Iowa leads the nation in soybean production and the U.S. currently leads the world in that category as well as in soy exports, according to U.S. Department of Agriculture.

Two of the largest growing international markets for U.S. soybeans and soy byproducts have been the Philippines and Vietnam. To ensure that this connection remains strong, members of the Iowa Soybean Association, including director Rolland Schnell, farmers and state officials visited those counties and talked with both customers and government officials.

Schnell, a resident of Newton, spoke about the trip and the perception he got from the customers in a release from ISA.

“They made it clear that, when it comes down to the bottom line, it is the competitiveness of our soybeans. They prefer our beans, but they are not going to pay a large premium for them,” Schnell said. “With that in mind, we need to work with them and show them that our beans are superior and more dependable than South American beans.”

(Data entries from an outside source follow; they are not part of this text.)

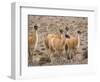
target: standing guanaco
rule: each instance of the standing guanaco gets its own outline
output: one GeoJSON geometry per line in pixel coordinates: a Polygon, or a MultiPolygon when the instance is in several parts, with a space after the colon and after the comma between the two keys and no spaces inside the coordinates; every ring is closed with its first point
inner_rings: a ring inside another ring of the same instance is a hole
{"type": "Polygon", "coordinates": [[[45,46],[47,50],[49,50],[49,57],[54,55],[54,52],[60,55],[60,53],[64,50],[65,46],[65,38],[63,35],[63,31],[60,29],[60,34],[48,34],[45,38],[45,46]]]}
{"type": "Polygon", "coordinates": [[[77,31],[76,36],[70,36],[68,34],[65,35],[66,37],[66,43],[65,46],[68,46],[68,49],[65,48],[68,59],[71,59],[73,54],[75,54],[75,51],[80,47],[80,31],[77,31]]]}
{"type": "Polygon", "coordinates": [[[38,33],[37,33],[37,31],[38,31],[38,26],[34,25],[34,31],[32,31],[28,35],[28,52],[29,52],[29,55],[32,55],[33,51],[37,47],[37,43],[38,43],[38,33]]]}

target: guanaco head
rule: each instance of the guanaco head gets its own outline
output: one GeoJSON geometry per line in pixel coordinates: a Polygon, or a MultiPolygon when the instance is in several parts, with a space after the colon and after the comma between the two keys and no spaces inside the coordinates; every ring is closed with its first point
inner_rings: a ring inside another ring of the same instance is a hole
{"type": "Polygon", "coordinates": [[[66,30],[66,31],[68,31],[68,30],[69,30],[69,28],[66,26],[65,30],[66,30]]]}
{"type": "Polygon", "coordinates": [[[81,31],[78,30],[77,33],[78,33],[78,34],[81,34],[81,31]]]}
{"type": "Polygon", "coordinates": [[[35,29],[35,30],[38,30],[38,26],[37,26],[37,25],[34,25],[34,29],[35,29]]]}
{"type": "Polygon", "coordinates": [[[70,36],[68,34],[65,34],[65,38],[70,38],[70,36]]]}
{"type": "Polygon", "coordinates": [[[59,32],[60,32],[61,34],[63,34],[63,30],[62,30],[62,29],[59,29],[59,32]]]}
{"type": "Polygon", "coordinates": [[[70,36],[68,35],[69,28],[67,26],[65,27],[65,30],[66,30],[65,38],[70,38],[70,36]]]}

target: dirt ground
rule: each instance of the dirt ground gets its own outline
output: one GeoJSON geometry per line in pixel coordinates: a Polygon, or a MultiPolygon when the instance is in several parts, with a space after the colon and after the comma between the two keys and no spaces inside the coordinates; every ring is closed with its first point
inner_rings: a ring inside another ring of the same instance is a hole
{"type": "Polygon", "coordinates": [[[28,66],[47,66],[47,65],[73,65],[88,64],[88,18],[75,16],[36,16],[28,15],[28,33],[32,32],[34,25],[38,28],[38,45],[31,56],[28,55],[28,66]],[[70,35],[74,36],[77,30],[80,34],[80,48],[72,59],[67,58],[67,54],[48,57],[47,49],[44,45],[44,38],[49,33],[58,33],[59,29],[63,29],[70,35]]]}

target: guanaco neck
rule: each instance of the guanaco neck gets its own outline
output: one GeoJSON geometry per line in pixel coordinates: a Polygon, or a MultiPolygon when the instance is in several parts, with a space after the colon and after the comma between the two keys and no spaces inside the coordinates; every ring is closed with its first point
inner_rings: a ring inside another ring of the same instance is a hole
{"type": "Polygon", "coordinates": [[[61,37],[61,39],[63,39],[63,38],[64,38],[64,34],[63,34],[63,33],[61,33],[61,34],[60,34],[60,37],[61,37]]]}
{"type": "Polygon", "coordinates": [[[36,39],[36,43],[35,43],[34,50],[36,50],[37,44],[38,44],[38,32],[37,32],[37,30],[35,31],[35,39],[36,39]]]}
{"type": "Polygon", "coordinates": [[[61,34],[61,39],[62,39],[63,43],[65,44],[65,39],[66,39],[66,38],[65,38],[65,36],[64,36],[63,33],[61,34]]]}
{"type": "Polygon", "coordinates": [[[77,45],[77,48],[80,47],[80,35],[77,33],[77,39],[78,39],[78,45],[77,45]]]}

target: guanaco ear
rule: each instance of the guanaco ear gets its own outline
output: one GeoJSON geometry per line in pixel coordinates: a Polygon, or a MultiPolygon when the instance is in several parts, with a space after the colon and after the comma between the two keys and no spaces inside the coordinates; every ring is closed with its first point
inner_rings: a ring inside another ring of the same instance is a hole
{"type": "Polygon", "coordinates": [[[62,29],[59,29],[59,32],[62,34],[63,33],[63,30],[62,29]]]}
{"type": "Polygon", "coordinates": [[[37,30],[38,29],[38,26],[37,25],[34,25],[34,29],[37,30]]]}

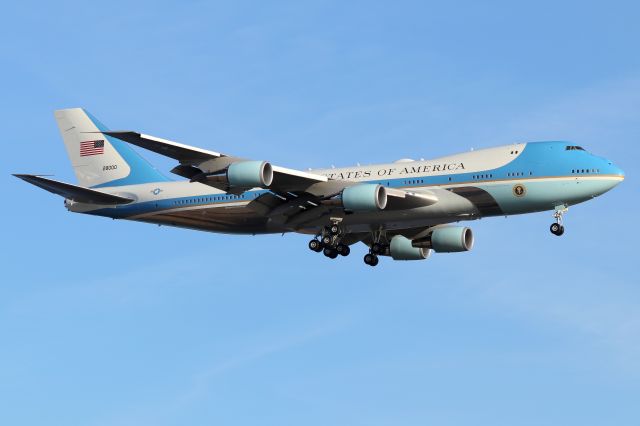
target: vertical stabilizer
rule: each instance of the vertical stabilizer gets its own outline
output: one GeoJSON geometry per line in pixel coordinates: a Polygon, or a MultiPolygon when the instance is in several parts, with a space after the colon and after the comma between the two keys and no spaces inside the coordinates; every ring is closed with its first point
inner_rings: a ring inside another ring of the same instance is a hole
{"type": "Polygon", "coordinates": [[[95,188],[169,180],[126,142],[101,133],[108,129],[82,108],[57,110],[55,117],[81,186],[95,188]]]}

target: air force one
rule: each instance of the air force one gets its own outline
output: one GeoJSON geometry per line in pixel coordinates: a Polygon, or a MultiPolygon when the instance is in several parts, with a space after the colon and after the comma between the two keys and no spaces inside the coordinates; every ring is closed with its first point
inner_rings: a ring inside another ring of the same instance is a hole
{"type": "Polygon", "coordinates": [[[55,111],[79,185],[16,174],[65,198],[72,212],[231,234],[298,232],[335,259],[350,246],[379,256],[426,259],[473,247],[454,223],[553,211],[564,233],[569,206],[624,180],[611,161],[567,142],[530,142],[389,164],[299,171],[134,131],[110,131],[81,108],[55,111]],[[174,181],[130,145],[178,162],[174,181]]]}

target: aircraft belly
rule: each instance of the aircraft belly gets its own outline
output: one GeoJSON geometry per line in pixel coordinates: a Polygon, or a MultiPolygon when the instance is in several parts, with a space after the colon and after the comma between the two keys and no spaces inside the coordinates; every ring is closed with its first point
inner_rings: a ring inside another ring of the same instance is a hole
{"type": "MultiPolygon", "coordinates": [[[[378,226],[387,229],[432,226],[479,217],[478,209],[469,200],[449,191],[442,191],[442,194],[438,196],[440,201],[428,207],[349,215],[344,215],[339,211],[335,212],[335,216],[343,218],[342,223],[347,227],[348,232],[369,231],[378,226]]],[[[159,225],[233,234],[316,233],[327,224],[329,217],[334,217],[334,214],[322,211],[317,217],[312,217],[305,223],[287,222],[259,214],[246,205],[236,205],[171,209],[142,214],[130,219],[159,225]]]]}
{"type": "Polygon", "coordinates": [[[134,220],[202,231],[230,234],[264,234],[281,232],[269,225],[269,220],[245,206],[175,209],[134,220]]]}

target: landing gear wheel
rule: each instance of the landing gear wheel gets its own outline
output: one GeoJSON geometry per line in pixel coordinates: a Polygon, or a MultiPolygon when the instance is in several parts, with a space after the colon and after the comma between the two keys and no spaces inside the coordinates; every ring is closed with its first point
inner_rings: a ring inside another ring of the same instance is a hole
{"type": "Polygon", "coordinates": [[[364,255],[364,263],[369,266],[376,266],[378,264],[378,256],[373,253],[367,253],[364,255]]]}
{"type": "Polygon", "coordinates": [[[329,226],[329,233],[331,235],[338,235],[340,233],[340,226],[337,223],[332,224],[329,226]]]}
{"type": "Polygon", "coordinates": [[[318,240],[309,241],[309,249],[319,253],[322,251],[322,243],[318,240]]]}
{"type": "Polygon", "coordinates": [[[338,250],[331,247],[325,247],[324,255],[327,256],[329,259],[335,259],[336,257],[338,257],[338,250]]]}
{"type": "Polygon", "coordinates": [[[560,225],[559,223],[552,223],[549,227],[549,230],[553,235],[557,235],[558,237],[564,234],[564,226],[560,225]]]}
{"type": "Polygon", "coordinates": [[[331,235],[325,235],[324,237],[322,237],[322,244],[324,244],[325,246],[330,246],[332,242],[333,238],[331,237],[331,235]]]}
{"type": "Polygon", "coordinates": [[[351,253],[351,248],[346,244],[338,244],[336,250],[341,256],[349,256],[349,253],[351,253]]]}

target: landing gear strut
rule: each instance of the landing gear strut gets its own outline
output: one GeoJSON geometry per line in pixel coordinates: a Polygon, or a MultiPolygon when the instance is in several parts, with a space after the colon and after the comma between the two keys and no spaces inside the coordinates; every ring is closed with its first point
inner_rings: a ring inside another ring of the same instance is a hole
{"type": "Polygon", "coordinates": [[[552,223],[549,230],[553,235],[560,236],[564,234],[564,226],[562,225],[562,216],[569,211],[565,205],[557,206],[556,211],[553,213],[553,217],[556,219],[556,223],[552,223]]]}
{"type": "Polygon", "coordinates": [[[369,253],[364,255],[364,263],[369,266],[376,266],[379,262],[378,255],[387,254],[389,245],[385,244],[387,238],[382,228],[372,232],[372,240],[369,253]]]}

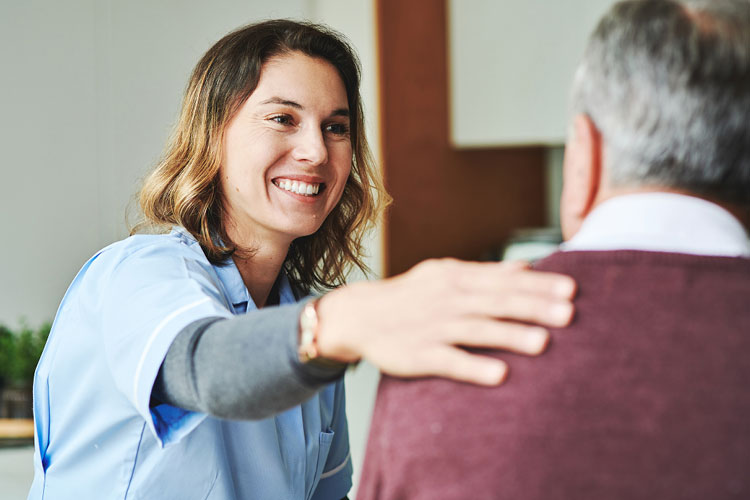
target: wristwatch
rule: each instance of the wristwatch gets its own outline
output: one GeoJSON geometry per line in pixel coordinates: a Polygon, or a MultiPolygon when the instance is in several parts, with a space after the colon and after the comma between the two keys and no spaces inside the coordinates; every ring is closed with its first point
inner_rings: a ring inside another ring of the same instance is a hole
{"type": "Polygon", "coordinates": [[[318,350],[318,299],[312,299],[302,309],[299,317],[299,343],[297,356],[304,365],[329,369],[345,369],[348,363],[323,358],[318,350]]]}

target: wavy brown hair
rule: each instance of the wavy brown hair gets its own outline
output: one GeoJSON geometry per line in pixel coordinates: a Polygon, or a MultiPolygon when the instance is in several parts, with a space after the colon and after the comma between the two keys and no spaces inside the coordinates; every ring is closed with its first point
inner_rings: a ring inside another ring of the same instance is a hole
{"type": "Polygon", "coordinates": [[[320,229],[292,242],[285,269],[306,291],[343,284],[353,266],[369,271],[362,238],[390,197],[365,138],[359,61],[342,35],[304,22],[272,20],[245,26],[201,58],[163,159],[141,189],[143,220],[131,234],[147,227],[182,226],[214,264],[225,263],[238,250],[222,224],[219,168],[224,130],[258,85],[263,63],[295,51],[330,62],[341,76],[351,120],[352,169],[341,200],[320,229]]]}

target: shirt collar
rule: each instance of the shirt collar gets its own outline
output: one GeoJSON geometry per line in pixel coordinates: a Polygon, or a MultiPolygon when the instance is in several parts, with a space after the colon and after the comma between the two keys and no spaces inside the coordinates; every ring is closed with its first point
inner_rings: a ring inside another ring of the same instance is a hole
{"type": "Polygon", "coordinates": [[[639,193],[607,200],[560,248],[750,257],[748,233],[732,214],[701,198],[674,193],[639,193]]]}
{"type": "MultiPolygon", "coordinates": [[[[193,235],[191,235],[185,228],[175,226],[172,228],[172,234],[180,238],[188,240],[190,244],[198,245],[193,235]]],[[[201,253],[203,251],[201,250],[201,253]]],[[[228,258],[221,264],[212,264],[216,275],[219,277],[219,281],[224,286],[226,298],[231,302],[236,313],[246,312],[249,310],[257,309],[257,306],[250,297],[245,282],[242,281],[242,275],[240,270],[237,269],[237,265],[234,260],[228,258]]],[[[297,301],[294,296],[294,291],[289,282],[289,278],[286,273],[282,270],[279,276],[279,304],[293,304],[297,301]]]]}
{"type": "MultiPolygon", "coordinates": [[[[245,282],[242,281],[242,275],[240,274],[240,270],[237,269],[234,260],[228,258],[225,264],[214,265],[214,269],[226,288],[228,298],[232,302],[235,312],[242,313],[258,309],[250,297],[250,293],[247,291],[245,282]]],[[[297,301],[292,291],[292,286],[289,283],[289,278],[283,270],[279,274],[278,285],[279,305],[293,304],[297,301]]]]}

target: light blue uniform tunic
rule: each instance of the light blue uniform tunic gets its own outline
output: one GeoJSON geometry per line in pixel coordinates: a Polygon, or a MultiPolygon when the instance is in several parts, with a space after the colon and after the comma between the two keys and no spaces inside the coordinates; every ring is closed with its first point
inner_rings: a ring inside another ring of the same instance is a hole
{"type": "MultiPolygon", "coordinates": [[[[285,277],[280,295],[282,305],[296,300],[285,277]]],[[[29,499],[344,497],[352,466],[343,380],[260,421],[149,407],[180,330],[248,309],[234,263],[213,266],[183,230],[133,236],[89,260],[37,367],[29,499]]]]}

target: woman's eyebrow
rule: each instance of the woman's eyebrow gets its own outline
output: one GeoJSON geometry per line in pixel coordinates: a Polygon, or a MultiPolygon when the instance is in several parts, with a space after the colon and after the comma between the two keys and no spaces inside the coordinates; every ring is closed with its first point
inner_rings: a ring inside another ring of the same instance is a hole
{"type": "MultiPolygon", "coordinates": [[[[263,104],[280,104],[282,106],[289,106],[290,108],[303,110],[305,107],[301,105],[298,102],[291,101],[289,99],[284,99],[283,97],[270,97],[266,99],[265,101],[261,101],[261,105],[263,104]]],[[[347,108],[339,108],[334,110],[330,116],[344,116],[346,118],[349,118],[349,110],[347,108]]]]}
{"type": "Polygon", "coordinates": [[[296,109],[305,109],[300,103],[284,99],[282,97],[271,97],[262,101],[261,104],[281,104],[283,106],[289,106],[296,109]]]}

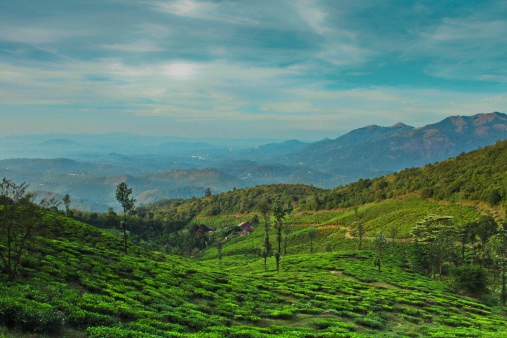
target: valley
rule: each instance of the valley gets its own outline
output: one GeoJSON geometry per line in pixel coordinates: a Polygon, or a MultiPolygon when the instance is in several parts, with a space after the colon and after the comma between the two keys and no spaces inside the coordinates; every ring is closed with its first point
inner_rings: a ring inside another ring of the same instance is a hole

Recently, the U.S. has been facing stiff competition for soy exports, specifically from some South American countries, most notably Argentina and Brazil.

According to the USDA, the U.S. produced 85 million metric tons this year, but Brazil is expected to yield a little more than 88 million metric tons when the country has its soy harvest season, which begins in 2014. USDA also projects Argentina to produce 53.3 million metric tons for its harvest.

ISA sees the looming threat to U.S. exports coming from the south, which is why it has been proactive with the visits to the Philippines and Vietnam and have made these trips annually for the last several years.

One guaranteed stop in the Philippines is La Filipina Uy Gongco Corporation, the largest importer of U.S. soymeal according to ISA. La Filipina imported 270,000 metric tons of soymeal in 2012, 300,000 metric tons this year and ISA said in the future the company wants to up that amount to 340,000 metric tons.

Gerald Uygonco, a representative of La Filipina, told ISA why the company still choses to work with U.S. soymeal versus that of competing countries.

“We have proven that U.S. soybean meal works better than any other meal out in the world, and that farmers can actually earn more by using U.S. soybean meal compared to other meals,” Uygonco said. “Since we have proven that to them, we have been growing because all of our customers have been seeing the results.”